Paulson’s face looked ragged, but his eyes remained bright with expectation.
“Show time,” Jack said.
CHAPTER 6
“God Almighty,” said Paulson as he looked up at the 29,028-foot summit from camp four. “This is what life is all about.”
Jack simply nodded and then attached the steel-tipped crampons to Paulson’s plastic climbing boots. The crampons would help anchor the climbers on the dangerously steep glaciers that led to the summit.
After getting the crampons tightened and adjusted, he fitted a full oxygen bottle onto Paulson’s back and checked his headlamp.
“I’m starting you on a flow rate of two liters per hour,” Jack said. “This is all you’ve got until we get back down to camp four.” Jack locked eyes with Paulson. “If you run out you’ll have to climb without oxygen so do the best you can to conserve it.”
Paulson nodded while Jack attached his own regulator and oxygen bottle.

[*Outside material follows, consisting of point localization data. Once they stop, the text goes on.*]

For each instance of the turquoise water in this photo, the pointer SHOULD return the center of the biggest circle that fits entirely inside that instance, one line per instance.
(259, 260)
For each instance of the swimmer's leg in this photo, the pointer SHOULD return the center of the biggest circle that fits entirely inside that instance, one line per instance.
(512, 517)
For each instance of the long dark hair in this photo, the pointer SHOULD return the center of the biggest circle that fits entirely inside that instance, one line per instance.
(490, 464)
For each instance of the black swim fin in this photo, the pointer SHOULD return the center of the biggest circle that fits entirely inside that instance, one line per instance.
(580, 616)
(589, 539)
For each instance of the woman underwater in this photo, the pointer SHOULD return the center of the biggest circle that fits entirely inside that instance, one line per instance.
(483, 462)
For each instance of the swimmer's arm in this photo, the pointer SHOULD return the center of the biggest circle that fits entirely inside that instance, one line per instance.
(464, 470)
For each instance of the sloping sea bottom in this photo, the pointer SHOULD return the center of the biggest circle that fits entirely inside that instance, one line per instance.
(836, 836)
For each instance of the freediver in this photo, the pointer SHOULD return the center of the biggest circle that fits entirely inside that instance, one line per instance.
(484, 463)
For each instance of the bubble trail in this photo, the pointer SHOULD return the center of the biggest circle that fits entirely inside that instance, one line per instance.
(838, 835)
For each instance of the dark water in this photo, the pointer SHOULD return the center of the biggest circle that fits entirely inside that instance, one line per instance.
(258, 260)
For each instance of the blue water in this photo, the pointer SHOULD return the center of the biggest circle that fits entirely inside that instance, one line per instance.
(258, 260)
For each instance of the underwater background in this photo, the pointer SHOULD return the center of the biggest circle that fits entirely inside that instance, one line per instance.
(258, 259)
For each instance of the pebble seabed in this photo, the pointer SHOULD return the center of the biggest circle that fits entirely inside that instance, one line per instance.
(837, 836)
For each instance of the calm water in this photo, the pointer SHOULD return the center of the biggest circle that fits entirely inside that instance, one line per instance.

He had climbed Everest without oxygen, one of only a handful of climbers to do so, but he’d come so close to freezing to death without the supplemental oxygen, he’d sworn he’d never do it again.
Six hours, later, they’d climbed through 27,500 feet. They were ascending more slowly than planned, but that couldn’t be helped. Two feet of fresh snow covered the mountain, and they were forced to “posthole” through it by lifting their legs clear of the snow with each step. It was exhausting, and even though Paulson followed Jack’s steps exactly, it was still hard work for the amateur climber.
Jack stopped to give Paulson a breather and then studied the sky for signs of changing weather. It remained mostly clear and calm.
“How are you holding up?”
“Kicking ass and taking names.” Paulson leaned over his ice axe, breathing hard.
Jack studied the narrow ridge before them. Another five hundred vertical and they’d pass British socialite, Adeline Smith. She had been part of an all-women’s expedition several years before. Now her body lay frozen in the ice, a testament to those climbers with the stamina to climb Mt. Everest but not make it back down.
Paulson stopped dead and then backed up several steps. Adeline Smith’s body poked up through the ice like a twisted piece of modern art. Her faded parka flapped against her frozen back with each gust of wind. One leg, hideously bent and twisted, and a plastic boot also protruded from the ice.